Das Märchen Schneewittchen trägt bei Grimm den Index KHM 53. Nach dem Aarne-Thompson-Uther-Index (ATU) ordnet sich Sneewittchen mit der Nummer ATU 709 in die Gruppe „Andere übernatürliche Geschehnisse ATU 700–749“ ein, gleich neben den Sagen „Der Vater, der seine Tochter heiraten wollte“ und „Die Schwester von neun Brüdern“. Der ATU schafft mit der Sammlung von europäischen Sagen und Märchen noch mal eine bessere Vergleichbarkeit über die einzelnen Ländergrenzen hinaus.

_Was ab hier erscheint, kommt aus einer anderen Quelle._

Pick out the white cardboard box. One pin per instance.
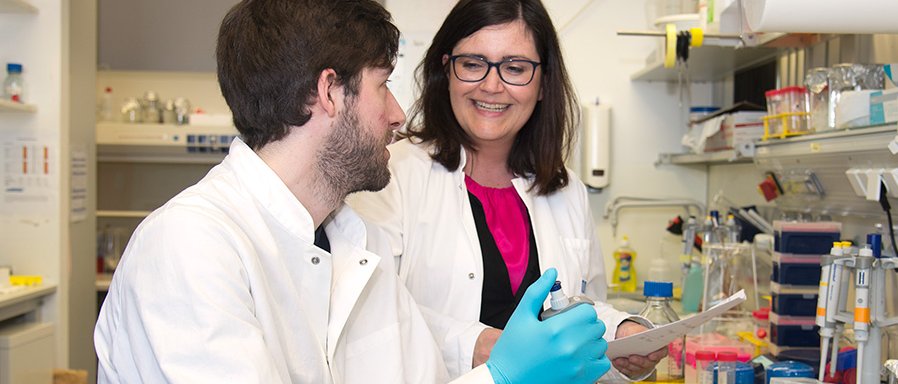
(737, 128)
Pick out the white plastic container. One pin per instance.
(27, 353)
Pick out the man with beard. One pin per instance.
(259, 273)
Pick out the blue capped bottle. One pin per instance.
(658, 310)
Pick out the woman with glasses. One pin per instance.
(480, 201)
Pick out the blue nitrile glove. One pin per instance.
(566, 348)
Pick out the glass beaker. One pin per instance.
(113, 242)
(817, 83)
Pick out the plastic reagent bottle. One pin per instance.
(106, 107)
(705, 372)
(559, 302)
(726, 367)
(657, 310)
(14, 85)
(624, 276)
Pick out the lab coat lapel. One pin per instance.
(468, 224)
(353, 268)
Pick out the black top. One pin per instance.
(321, 240)
(498, 303)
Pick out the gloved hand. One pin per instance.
(566, 348)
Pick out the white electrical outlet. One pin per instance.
(858, 180)
(874, 183)
(890, 176)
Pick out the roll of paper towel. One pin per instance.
(815, 16)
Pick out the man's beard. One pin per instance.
(352, 158)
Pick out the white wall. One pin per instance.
(644, 115)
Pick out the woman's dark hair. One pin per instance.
(543, 143)
(271, 52)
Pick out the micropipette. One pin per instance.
(863, 264)
(826, 329)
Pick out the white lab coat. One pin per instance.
(223, 284)
(427, 213)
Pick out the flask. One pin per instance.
(705, 372)
(624, 276)
(657, 310)
(733, 229)
(559, 302)
(106, 107)
(14, 84)
(152, 110)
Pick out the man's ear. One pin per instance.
(327, 90)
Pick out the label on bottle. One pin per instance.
(625, 260)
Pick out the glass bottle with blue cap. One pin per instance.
(658, 310)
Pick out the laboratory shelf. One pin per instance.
(23, 301)
(16, 6)
(123, 214)
(9, 106)
(855, 140)
(728, 156)
(708, 63)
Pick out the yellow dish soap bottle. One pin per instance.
(624, 276)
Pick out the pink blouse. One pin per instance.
(507, 220)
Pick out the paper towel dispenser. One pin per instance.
(595, 146)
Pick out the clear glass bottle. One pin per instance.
(14, 84)
(704, 371)
(658, 310)
(152, 108)
(726, 367)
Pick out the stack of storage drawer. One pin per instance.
(794, 282)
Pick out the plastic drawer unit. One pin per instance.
(791, 269)
(791, 331)
(804, 305)
(805, 238)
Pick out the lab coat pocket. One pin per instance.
(374, 358)
(574, 263)
(384, 339)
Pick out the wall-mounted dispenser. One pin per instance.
(595, 145)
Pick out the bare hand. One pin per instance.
(484, 345)
(635, 366)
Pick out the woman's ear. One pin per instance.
(327, 89)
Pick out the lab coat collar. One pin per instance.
(353, 268)
(270, 191)
(353, 264)
(521, 184)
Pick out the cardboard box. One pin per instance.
(737, 128)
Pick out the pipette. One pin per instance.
(863, 264)
(559, 302)
(836, 296)
(826, 329)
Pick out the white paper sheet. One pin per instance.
(649, 341)
(815, 16)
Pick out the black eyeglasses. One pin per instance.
(471, 69)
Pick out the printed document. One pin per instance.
(653, 339)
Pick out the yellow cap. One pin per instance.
(698, 37)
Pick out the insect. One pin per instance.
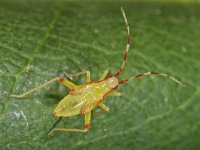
(82, 99)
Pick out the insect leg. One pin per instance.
(80, 73)
(85, 129)
(59, 79)
(105, 74)
(104, 107)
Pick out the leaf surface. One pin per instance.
(41, 39)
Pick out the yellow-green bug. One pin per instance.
(82, 99)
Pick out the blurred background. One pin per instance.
(40, 39)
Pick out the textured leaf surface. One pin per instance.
(38, 40)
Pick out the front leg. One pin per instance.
(87, 73)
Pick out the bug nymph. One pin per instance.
(82, 99)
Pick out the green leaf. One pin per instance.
(40, 39)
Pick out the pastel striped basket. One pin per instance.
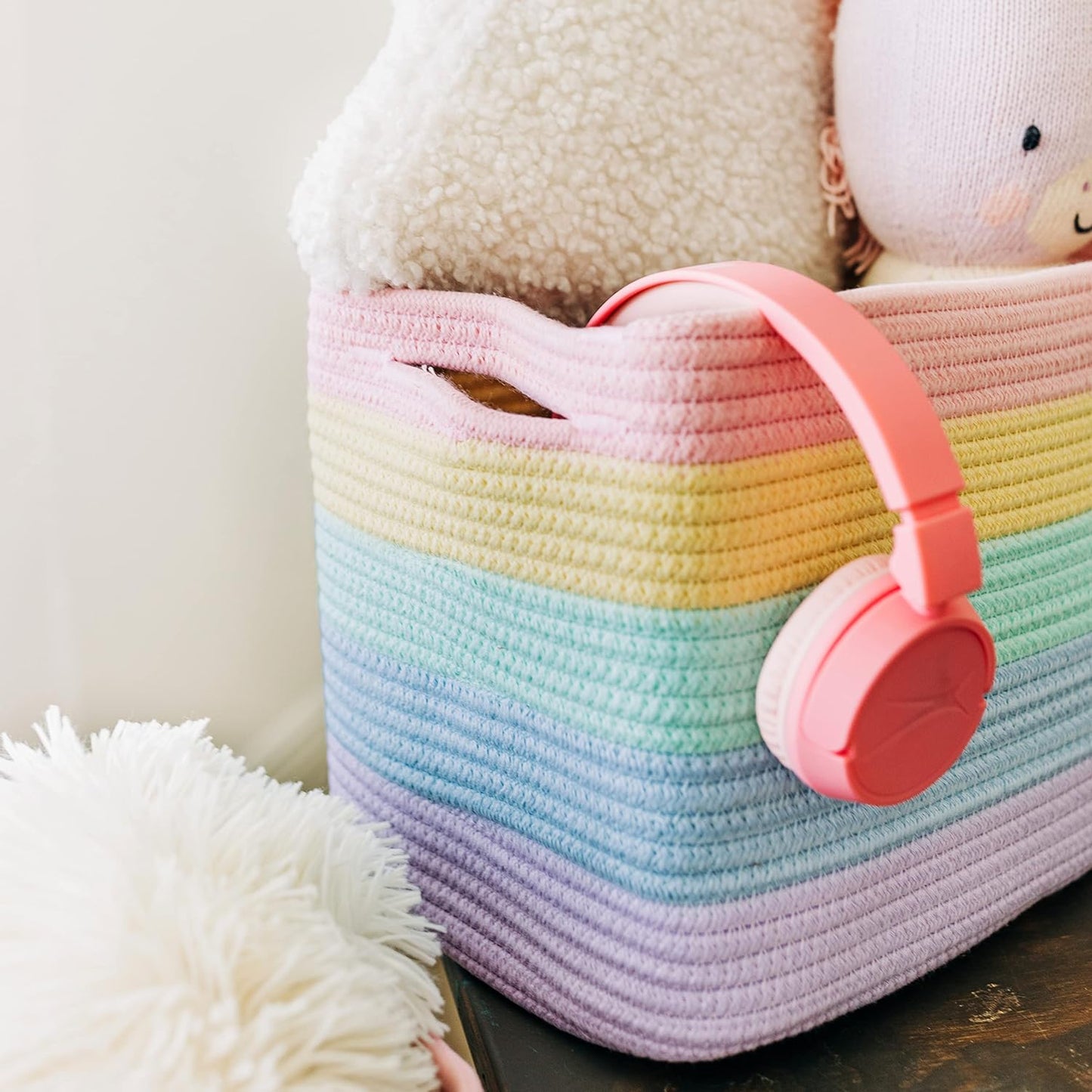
(542, 636)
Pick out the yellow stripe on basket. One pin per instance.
(676, 537)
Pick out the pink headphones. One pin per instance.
(876, 684)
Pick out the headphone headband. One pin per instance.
(936, 552)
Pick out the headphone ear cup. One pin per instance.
(787, 653)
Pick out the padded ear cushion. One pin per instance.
(787, 653)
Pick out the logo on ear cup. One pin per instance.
(920, 714)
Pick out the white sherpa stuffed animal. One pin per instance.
(172, 923)
(552, 151)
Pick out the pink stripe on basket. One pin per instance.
(699, 388)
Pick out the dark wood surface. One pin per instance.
(1015, 1015)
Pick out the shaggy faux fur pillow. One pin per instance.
(554, 151)
(172, 923)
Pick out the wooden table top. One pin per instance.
(1015, 1015)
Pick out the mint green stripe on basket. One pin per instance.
(676, 682)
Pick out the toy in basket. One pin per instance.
(552, 562)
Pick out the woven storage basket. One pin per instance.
(542, 637)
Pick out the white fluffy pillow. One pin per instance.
(171, 923)
(552, 151)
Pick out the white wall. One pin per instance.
(155, 546)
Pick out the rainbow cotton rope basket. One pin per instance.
(542, 637)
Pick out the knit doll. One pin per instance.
(966, 135)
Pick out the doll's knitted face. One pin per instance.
(967, 127)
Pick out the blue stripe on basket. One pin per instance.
(682, 828)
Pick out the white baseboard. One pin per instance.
(292, 746)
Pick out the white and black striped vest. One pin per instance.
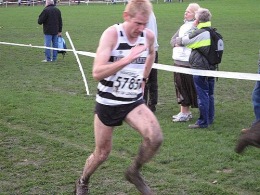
(124, 87)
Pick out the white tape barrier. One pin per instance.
(223, 74)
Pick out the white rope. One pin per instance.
(223, 74)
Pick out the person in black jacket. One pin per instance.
(51, 19)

In diesem Gespräch geht es um das Märchen Schneewittchen und verschiedene Interpretationen und Veränderungen im Laufe der Zeit. Wir erfahren, dass die Gebrüder Grimm eine niederdeutsche Version des Märchens veröffentlicht haben, in der eine Königin eifersüchtig auf die Schönheit von Schneewittchen ist und einen Jäger beauftragt, sie zu töten. Schneewittchen entkommt jedoch und findet Zuflucht bei den sieben Zwergen. Die Königin unternimmt mehrere Versuche, Schneewittchen zu töten, aber jedes Mal wird sie gerettet. Schließlich vergiftet die Königin Schneewittchen mit einem Apfel und sie fällt in einen todesähnlichen Schlaf, aus dem sie nur durch einen Kuss eines Prinzen erwacht.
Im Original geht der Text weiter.